La harpe de Birmanie (1954), Feux dans la plaine (1959) de Kon Ichikawa et La condition de l'homme de Masaki Kobayashi sont les trois films phare du groupe que l'on a qualifié d'humanistes de l'après-guerre. On y trouve trois héros écrasés par un conflit qui les dépasse sur trois fronts différents : la Birmanie dans La harpe de Birmanie, la Mandchourie dans La condition de l'homme et les Philippines dans Feux dans la plaine.

Dans cette décennie ambiguë les Majors hésitent à s'engager. La Shoshiku ne s'engage dans La condition de l'homme de Masaki Kobayashi qu'au vu du succès de sa première partie, sortie en 1959. Celui-ci attaque l'amée japonaise de front ce qui n'est pas le cas de Kon Ichikawa. Shôji Yasui qui joue Mizushima se verra confier un rôle secondaire dans La condition de l'homme, comme un clin d'œil de Kobayshia à son aîné. Il n'est ici jamais question des exactions de l'armée japonaise ou britannique. Ichikawa ne condamne pas la guerre japonaise mais toutes les guerres. C'est une épreuve de l'histoire, une tragédie collective. Les soldats, alliés ou japonais, n'ont pas renoncé à leur humanité. Ils restent des êtres moraux et tuent par devoir. L'armée n'a pas corrompu les individus d'où le rôle de la musique.
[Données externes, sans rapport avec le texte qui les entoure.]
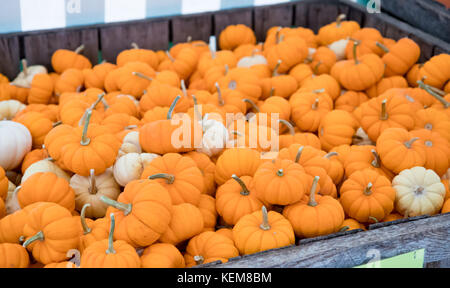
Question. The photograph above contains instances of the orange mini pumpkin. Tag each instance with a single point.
(262, 231)
(110, 254)
(209, 247)
(144, 204)
(234, 35)
(366, 195)
(64, 59)
(399, 150)
(50, 232)
(237, 197)
(179, 175)
(162, 255)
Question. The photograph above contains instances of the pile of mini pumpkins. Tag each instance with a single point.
(91, 175)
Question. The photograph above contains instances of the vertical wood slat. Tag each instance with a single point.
(198, 26)
(9, 56)
(147, 35)
(40, 47)
(269, 16)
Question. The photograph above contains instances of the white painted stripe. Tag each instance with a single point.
(42, 14)
(198, 6)
(124, 10)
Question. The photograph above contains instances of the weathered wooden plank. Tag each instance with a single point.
(198, 26)
(266, 17)
(9, 56)
(147, 34)
(431, 233)
(40, 46)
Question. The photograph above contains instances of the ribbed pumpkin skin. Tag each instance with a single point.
(61, 232)
(249, 238)
(13, 256)
(46, 187)
(188, 179)
(211, 246)
(95, 256)
(361, 206)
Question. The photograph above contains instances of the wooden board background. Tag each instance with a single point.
(110, 39)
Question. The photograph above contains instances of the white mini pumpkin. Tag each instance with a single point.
(9, 109)
(338, 48)
(44, 166)
(130, 144)
(418, 192)
(90, 189)
(15, 143)
(25, 77)
(130, 166)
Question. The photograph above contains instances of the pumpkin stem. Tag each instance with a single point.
(126, 208)
(84, 140)
(169, 177)
(384, 115)
(172, 107)
(299, 154)
(110, 249)
(383, 47)
(170, 56)
(433, 93)
(93, 187)
(254, 106)
(272, 92)
(25, 67)
(199, 259)
(376, 162)
(289, 125)
(339, 19)
(245, 191)
(219, 95)
(409, 143)
(315, 104)
(312, 194)
(86, 228)
(331, 154)
(265, 225)
(275, 70)
(373, 219)
(316, 68)
(368, 189)
(197, 113)
(355, 46)
(280, 172)
(183, 88)
(139, 74)
(345, 228)
(38, 236)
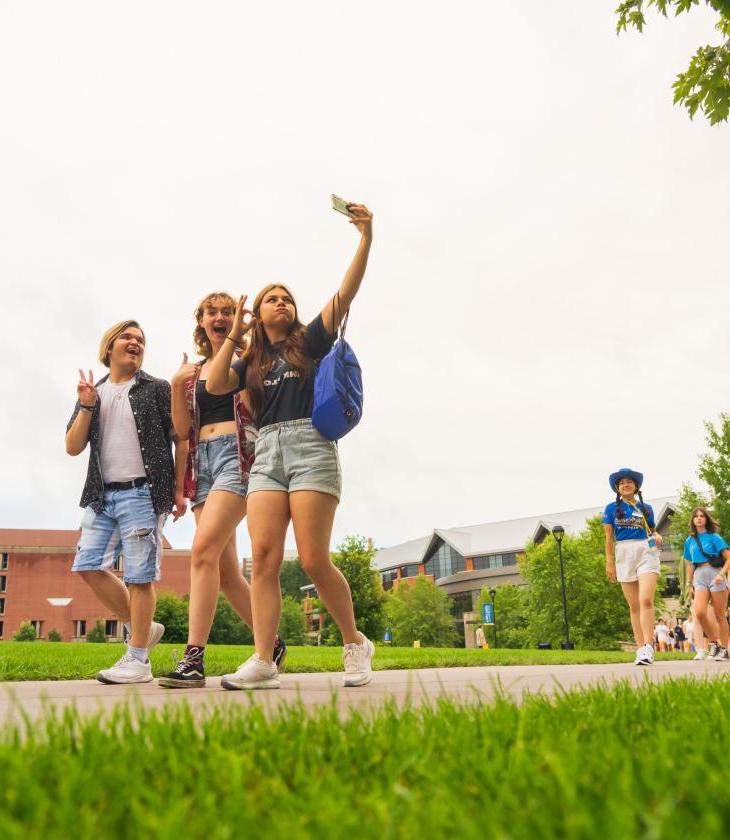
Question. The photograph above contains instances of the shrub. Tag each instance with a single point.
(97, 632)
La musique chorale exprime la vision collective. Le chant "Hanyû no yado" est la version japonaise du fameux "Home, sweet home". Cette chanson extraite de l'opérette "Clari, maid of Milan" de J.H. Payne (livret) et H.R. Bishop (musique) a été créée en 1823 à Coven garden. La chanson est popularisée au Japon car intégrée aux programmes scolaires à partir de 1889. Elle est ainsi connue de tous et sera effectivement chantée par Nakamura et ses camarades dans le camp de prisonniers ainsi que dans le roman. La mélodie est immédiatement reconnaissable par les soldats alliés sur le point de charger la petite troupe. Ils répondent en entonnant "Home, sweet home" signifiant par là à leurs ennemis que la guerre est finie et qu'ils vont pouvoir tous rentrer chez eux.

Il s'agit là moins de nostalgie sentimentale que du rôle possible de la musique comme pont lancé au-dessus des frontières. La musique exprime la cohésion fraternelle de tous ces hommes qui n'ont pas voulu de cette guerre qui les oppose

Mais la musique ne va pas non plus sans mutisme. "Hanyû no yado" est entonnée de nouveau dans le camp de prisonniers pour pallier l'impossibilité de parler, les prisonniers ne sachant si le bonze est Mizushima, la petite troupe chante dans l'espoir que ce jeune moine birman est bien celui dont elle s'inquiète depuis des mois. Mizushima répond alors à ses camardes en les accompagnant avec une harpe birmane. Il poursuit ce dialogue en jouant "Aogeba Tôtoshi", chanson de la fin du XIX également au répertoire de l'éducation primaire japonaise et, de ce fait, connue de tous. A la fois chant de séparation et éloge du maître, cette chanson permet à Mizushima de signifier à la fois sa reconnaissance vis à vis d'Inouye, le chef de la petite troupe et la décision qu'il a prise de rester en Birmanie.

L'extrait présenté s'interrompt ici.